I still feel a small cringe every time I tell someone of Patrick's story for the first time. Typically there are two questions that come shooting down the barrel immediately after I relay the story. How old is he? Did/does he chew or smoke? I feel like I need a business card with a general synopsis of the story written on it and then in bold at the bottom it would read: 30 years old. Never smoked. Never chewed.
It's odd how this journey has put some things in perspective. Actually it has put many things in perspective. I find it hard to complain about hitting my not so funny bone, stubbing my toe or getting a paper cut. If you look at the face I'm most likely to complain to, you'll still see battle wounds that remind me that the ever so small incident that just occurred is nothing at all really. In comparison at least.
It seems like each day I get a phone call or read an email or some Facebook post that mentions another soldier fighting this battle we call cancer. It breaks my heart that children, mothers, grandpas, uncles, aunts, cousins, friends, coworkers, so many people are on this journey. Their own journey with cancer. Just tonight I heard of a 31 year old, soon to be father, athletic man and his recent diagnosis and treatment. My heart breaks for these people and their families. I will forever be so grateful that we caught this nasty disease as early as we did and albeit difficult, our journey could have been so much worse.

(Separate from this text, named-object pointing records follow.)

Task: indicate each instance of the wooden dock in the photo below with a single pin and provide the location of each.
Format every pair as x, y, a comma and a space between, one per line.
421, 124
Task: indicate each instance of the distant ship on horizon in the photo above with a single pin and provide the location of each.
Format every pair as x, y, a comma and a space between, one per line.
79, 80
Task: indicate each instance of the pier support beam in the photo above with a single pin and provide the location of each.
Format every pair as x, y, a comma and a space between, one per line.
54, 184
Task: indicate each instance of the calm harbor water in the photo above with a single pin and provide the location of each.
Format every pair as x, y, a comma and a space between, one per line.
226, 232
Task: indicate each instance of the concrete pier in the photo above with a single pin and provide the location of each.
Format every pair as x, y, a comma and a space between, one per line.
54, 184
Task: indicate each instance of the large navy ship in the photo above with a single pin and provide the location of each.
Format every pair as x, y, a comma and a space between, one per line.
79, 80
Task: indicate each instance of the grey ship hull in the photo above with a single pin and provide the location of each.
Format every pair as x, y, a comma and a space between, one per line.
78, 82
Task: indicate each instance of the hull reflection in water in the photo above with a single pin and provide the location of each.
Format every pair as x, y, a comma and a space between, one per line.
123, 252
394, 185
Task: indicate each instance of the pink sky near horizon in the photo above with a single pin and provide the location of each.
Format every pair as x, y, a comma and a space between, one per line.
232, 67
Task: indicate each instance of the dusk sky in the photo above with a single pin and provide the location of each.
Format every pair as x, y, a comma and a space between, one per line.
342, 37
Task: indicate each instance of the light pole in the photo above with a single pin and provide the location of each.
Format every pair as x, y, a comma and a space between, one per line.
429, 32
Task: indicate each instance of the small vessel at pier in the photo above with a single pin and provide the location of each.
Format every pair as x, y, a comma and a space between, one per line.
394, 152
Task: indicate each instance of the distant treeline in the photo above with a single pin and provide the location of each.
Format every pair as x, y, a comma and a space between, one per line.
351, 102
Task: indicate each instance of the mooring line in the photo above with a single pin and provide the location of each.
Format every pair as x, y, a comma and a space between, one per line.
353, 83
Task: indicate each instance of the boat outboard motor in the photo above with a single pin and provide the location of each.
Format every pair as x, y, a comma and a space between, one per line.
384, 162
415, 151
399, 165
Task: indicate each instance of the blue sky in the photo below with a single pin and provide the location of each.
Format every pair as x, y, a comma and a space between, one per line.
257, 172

I'm tired. In fact, I'm tired of being tired. I know. Perspective. It could be worse. Our youngest has developed the never-ending tummy problems our oldest once had. It took her 15 months to grow out of and as it looks now, I've got another 8 months or so of sleepless nights. On top of that marvelous phenomenon our babe has another cold. To sum it up, I've got a seven month old with a stuffy nose, awful cough and tummy problems. I'm tired.

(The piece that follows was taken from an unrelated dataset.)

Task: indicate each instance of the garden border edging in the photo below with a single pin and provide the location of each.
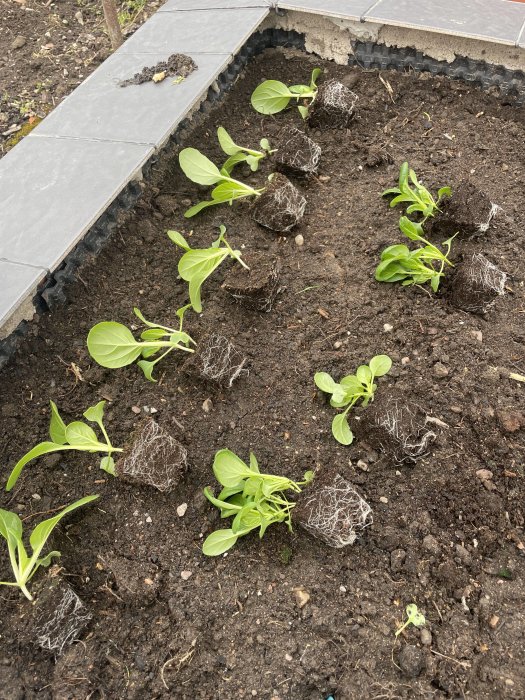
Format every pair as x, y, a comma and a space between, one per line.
330, 29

I've received a ton of positive feedback about this blog. As I've mentioned before, it's been therapeutic for me. It has helped spread the word about being aware of your body. It has informed the masses er our friends and families about the details of our journey. It has been the medium through which we have met other soldiers. It has shown many of you what the face of cancer can look like. What it has also done is take away Patrick's voice. It's taken away his chance to tell his story. Everyone he talks to has read the blog, so everything he says is old news.
I'm still wearing Patrick's wedding ring.

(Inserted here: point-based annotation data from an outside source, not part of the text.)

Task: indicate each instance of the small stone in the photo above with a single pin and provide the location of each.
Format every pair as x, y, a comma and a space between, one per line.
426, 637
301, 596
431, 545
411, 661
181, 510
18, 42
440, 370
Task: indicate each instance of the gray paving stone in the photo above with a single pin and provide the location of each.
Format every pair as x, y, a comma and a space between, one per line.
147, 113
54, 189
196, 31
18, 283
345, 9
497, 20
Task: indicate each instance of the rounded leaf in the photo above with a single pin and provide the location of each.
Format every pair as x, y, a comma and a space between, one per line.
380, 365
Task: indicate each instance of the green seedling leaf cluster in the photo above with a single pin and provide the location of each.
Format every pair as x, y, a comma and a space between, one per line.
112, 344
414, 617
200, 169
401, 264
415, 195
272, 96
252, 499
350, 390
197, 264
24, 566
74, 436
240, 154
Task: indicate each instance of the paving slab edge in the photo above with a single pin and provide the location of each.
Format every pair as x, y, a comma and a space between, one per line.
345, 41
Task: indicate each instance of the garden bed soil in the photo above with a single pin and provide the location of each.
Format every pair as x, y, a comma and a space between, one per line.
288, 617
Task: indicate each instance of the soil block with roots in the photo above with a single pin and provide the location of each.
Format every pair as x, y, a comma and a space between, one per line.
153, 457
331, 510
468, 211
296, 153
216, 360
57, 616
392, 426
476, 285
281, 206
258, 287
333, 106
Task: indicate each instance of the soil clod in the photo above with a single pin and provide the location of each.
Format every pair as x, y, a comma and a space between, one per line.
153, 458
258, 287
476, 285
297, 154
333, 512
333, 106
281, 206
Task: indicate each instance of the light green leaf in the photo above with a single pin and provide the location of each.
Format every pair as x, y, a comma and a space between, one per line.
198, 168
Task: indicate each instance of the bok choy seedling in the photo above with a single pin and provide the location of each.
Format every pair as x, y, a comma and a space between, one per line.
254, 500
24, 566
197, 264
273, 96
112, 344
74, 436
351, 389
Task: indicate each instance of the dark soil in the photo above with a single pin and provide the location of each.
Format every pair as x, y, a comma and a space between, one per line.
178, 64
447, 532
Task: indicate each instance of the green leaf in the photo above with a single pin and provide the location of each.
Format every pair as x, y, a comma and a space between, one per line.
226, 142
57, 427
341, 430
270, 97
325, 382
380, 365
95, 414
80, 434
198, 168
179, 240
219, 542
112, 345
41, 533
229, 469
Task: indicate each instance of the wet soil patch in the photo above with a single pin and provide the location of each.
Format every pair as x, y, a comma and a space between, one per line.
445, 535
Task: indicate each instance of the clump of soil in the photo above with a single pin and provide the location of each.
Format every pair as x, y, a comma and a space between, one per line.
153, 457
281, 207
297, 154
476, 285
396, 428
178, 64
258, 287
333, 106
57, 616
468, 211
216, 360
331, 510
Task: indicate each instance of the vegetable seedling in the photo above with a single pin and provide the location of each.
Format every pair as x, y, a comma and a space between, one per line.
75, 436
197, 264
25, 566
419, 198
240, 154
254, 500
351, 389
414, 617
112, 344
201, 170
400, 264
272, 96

I mentioned in a previous brain dump that I want to help fight the cancer fight. I'm thinking that helping involves spreading the word about how many people are affected. I'm thinking helping means informing people about what the face of cancer looks like. I'm thinking helping means softening the blow for newly diagnosed soldiers, if that's even possible. I'm thinking maybe writing a book would be a good way to help fight the fight. Or, maybe I'll keep thinking.